Out on the Fen again yesterday. Ended up photographing stuff I'd done before but with more clouds. However, a stop-off for a melting Kit Kat in a post office near Wisbech revealed two of these signs on the walls. Actually the Kit Kat was just so that I could go in and explain why I was lying on the pavement outside. I said "I remember Corona being delivered on a lorry to my house" and the bloke behind the bandit screen just rubber-stamped something loudly and sighed "So do I", without looking up. And indeed it did come on a lorry. Four or five bottles a week, each with that funny white ceramic and red rubber stopper that we now associate with Grolsch. Well, some do. But ooh the flavours. Ginger Beer, naturellement, but other favourites were Dandelion & Burdock and Clarade, a cherry-coloured liquid of indeterminate flavour. The drinks appeared to be restricted in our household to Sunday lunchtimes when my father stood with his back to the fire with a ginger wine and went on either about the sermon we'd all just suffered or the local butcher, who always incurred his wrath over the size and quality of the joint of beef appearing on the table. Since he probably only gave my mother sixpence to buy it he shouldn't have been surprised. Oh. Sorry. All that from just one rusty old sign. I do apologise.

Thursday, 14 August 2008

Cricket & All That Gas


Funny where you end up sometimes.
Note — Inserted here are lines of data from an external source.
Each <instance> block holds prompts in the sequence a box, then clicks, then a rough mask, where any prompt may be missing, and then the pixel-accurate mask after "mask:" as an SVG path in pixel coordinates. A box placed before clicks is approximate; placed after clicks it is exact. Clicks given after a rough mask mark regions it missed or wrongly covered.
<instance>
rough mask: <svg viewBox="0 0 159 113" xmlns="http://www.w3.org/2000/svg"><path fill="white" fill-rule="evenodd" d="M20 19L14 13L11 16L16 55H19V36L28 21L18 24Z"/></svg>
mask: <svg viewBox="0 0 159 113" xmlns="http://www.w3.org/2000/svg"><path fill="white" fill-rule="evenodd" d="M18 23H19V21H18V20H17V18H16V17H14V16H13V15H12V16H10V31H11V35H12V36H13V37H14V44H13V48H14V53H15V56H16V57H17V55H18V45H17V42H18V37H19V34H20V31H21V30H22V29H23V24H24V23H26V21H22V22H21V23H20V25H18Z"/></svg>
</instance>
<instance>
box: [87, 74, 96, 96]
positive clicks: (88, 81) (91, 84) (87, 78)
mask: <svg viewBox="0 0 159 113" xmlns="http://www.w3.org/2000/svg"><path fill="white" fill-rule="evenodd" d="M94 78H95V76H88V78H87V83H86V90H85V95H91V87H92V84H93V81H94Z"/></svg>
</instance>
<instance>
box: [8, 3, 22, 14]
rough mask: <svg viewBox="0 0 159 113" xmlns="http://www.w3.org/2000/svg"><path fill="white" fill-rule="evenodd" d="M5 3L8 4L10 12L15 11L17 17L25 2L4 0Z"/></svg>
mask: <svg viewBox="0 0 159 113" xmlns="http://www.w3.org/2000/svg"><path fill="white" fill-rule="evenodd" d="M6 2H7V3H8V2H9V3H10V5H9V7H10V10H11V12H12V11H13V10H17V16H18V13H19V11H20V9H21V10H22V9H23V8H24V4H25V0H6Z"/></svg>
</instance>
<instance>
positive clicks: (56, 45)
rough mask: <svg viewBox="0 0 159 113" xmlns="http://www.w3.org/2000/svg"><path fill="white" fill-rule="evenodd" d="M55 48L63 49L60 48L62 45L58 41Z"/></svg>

I've just been writing about gasholders for Classic Constructs, and talked about the famous ones that pop up in our peripheral visions. The mighty Victorian iron frames that have always greeted trains slowing up into St. Pancras station, now also enjoyed by those arriving from La Continent. And then probably the most high profile one of all, caught in the slips at the Oval cricket ground in Kennington. So I took the tube down there and had a word with security at the gate, to see if I could get a shot of them across the grass. I might as well have said "Can I tip a bucket of creosote over the wicket?" and was unceremoniously tipped-out into the street. I'd forgotten that a test match was going to kick-off at the end of the week. So I wandered round Kennington Oval and came across this boarded-up pub with its batsman mural which did everything I wanted. Click. Click. But the really curious thing was seeing the Foster's sign lying on its back on the chimney. I designed these illuminated signs in the late eighties as part of a huge project to stop Ozzie brewer Elders painting every Courage pub blue and gold. I hated the thought of putting 'lager' on the bottom part of the roundel, so merely did 'Foster's' again. Just doing my bit.